1670 William Congreve, playwright. Wrote Semele, which Handel put to music and I saw, and thoroughly enjoyed at ENO last November.
1824 Samuel Plimsoll - invented the plimsoll line on ships
1889 Howard Spring, wrote one of my favourite novels, Fame is the Spur. There was an excellent BBC adaptaption way back in the early Eighties starring Tim Piggott-Smith
1890 Boris Pasternak - Dr Zhivago
1894 Harold MacMillan, onetime Prime Minister
1898 Bertolt Brecht. I've actually seen a play by him - The Resistable Rise of Arturo Ui. My god, I'm an intellecks intellicet clever person, after all.
1910 Joyce Grenfell. The greatest female comedian, ever. Legend.
1914 Larry Adler. Popularised the mouth organ. My mouth organ sits on my computer table. Sometimes I get it out and play it. It frightens away the mice.
1926 Danny Blanchflower - the only person who ever turned down Eamonn Andrews' Red Book for This is Your Life. There was a great programme shown on ITV in the Eighties called Those Glory Glory Days about Football writer Julie Welch's obsession with Danny, and Spurs.

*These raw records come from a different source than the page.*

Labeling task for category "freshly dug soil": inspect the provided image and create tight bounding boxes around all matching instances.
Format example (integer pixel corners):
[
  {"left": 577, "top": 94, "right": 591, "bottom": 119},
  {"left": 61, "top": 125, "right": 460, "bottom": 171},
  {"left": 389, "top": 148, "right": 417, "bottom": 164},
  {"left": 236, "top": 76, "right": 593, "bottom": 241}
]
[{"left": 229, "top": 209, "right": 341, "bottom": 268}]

I always remember the day after it was shown, when Alison announced that it was the story of half the members of Senior Choir. Guilty as charged - although not Danny Blanchflower, obviously.
1927 Leontyne Price soprano. I have her on a CD assisting the tenor in Il Trovatore
1939 Peter Purves. A legend.
1939 Roberta Flack. Deserving of immortality for "Killing Me Softly With His Song" one of the most amazing songs ever written. IMO.

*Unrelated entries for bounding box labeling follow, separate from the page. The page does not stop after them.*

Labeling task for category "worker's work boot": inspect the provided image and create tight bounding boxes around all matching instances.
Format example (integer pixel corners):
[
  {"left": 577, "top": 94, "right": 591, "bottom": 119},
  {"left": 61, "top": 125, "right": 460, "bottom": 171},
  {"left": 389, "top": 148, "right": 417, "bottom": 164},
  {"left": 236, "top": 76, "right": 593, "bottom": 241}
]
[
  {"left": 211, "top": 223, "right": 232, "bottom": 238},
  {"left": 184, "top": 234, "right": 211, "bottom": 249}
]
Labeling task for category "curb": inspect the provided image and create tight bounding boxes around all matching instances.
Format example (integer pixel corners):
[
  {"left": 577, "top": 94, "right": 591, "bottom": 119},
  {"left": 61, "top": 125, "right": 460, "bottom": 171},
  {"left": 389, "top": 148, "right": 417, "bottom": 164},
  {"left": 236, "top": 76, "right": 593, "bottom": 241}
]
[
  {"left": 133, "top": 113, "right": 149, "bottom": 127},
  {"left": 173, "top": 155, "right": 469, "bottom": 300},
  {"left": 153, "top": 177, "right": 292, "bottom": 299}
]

1941 Michael Apted - just look at that CV. I wonder if they're making 49-Up, or if they have decided to abandon the project.
1946 Donovan. He sang a song called Geraldine. I do not have a copy of it.
1950 Mark Spitz, 7 Gold Medals in swimming at the 1972 Olympics
1958 Sharon Stone
1975 Clare Goose - Mel Silver, Waking the Dead, and Tina Seabrook, Casualty
My goodness, that is a very long list of famous and, on the whole, admirable, people. Yet not one really to merit a photograph.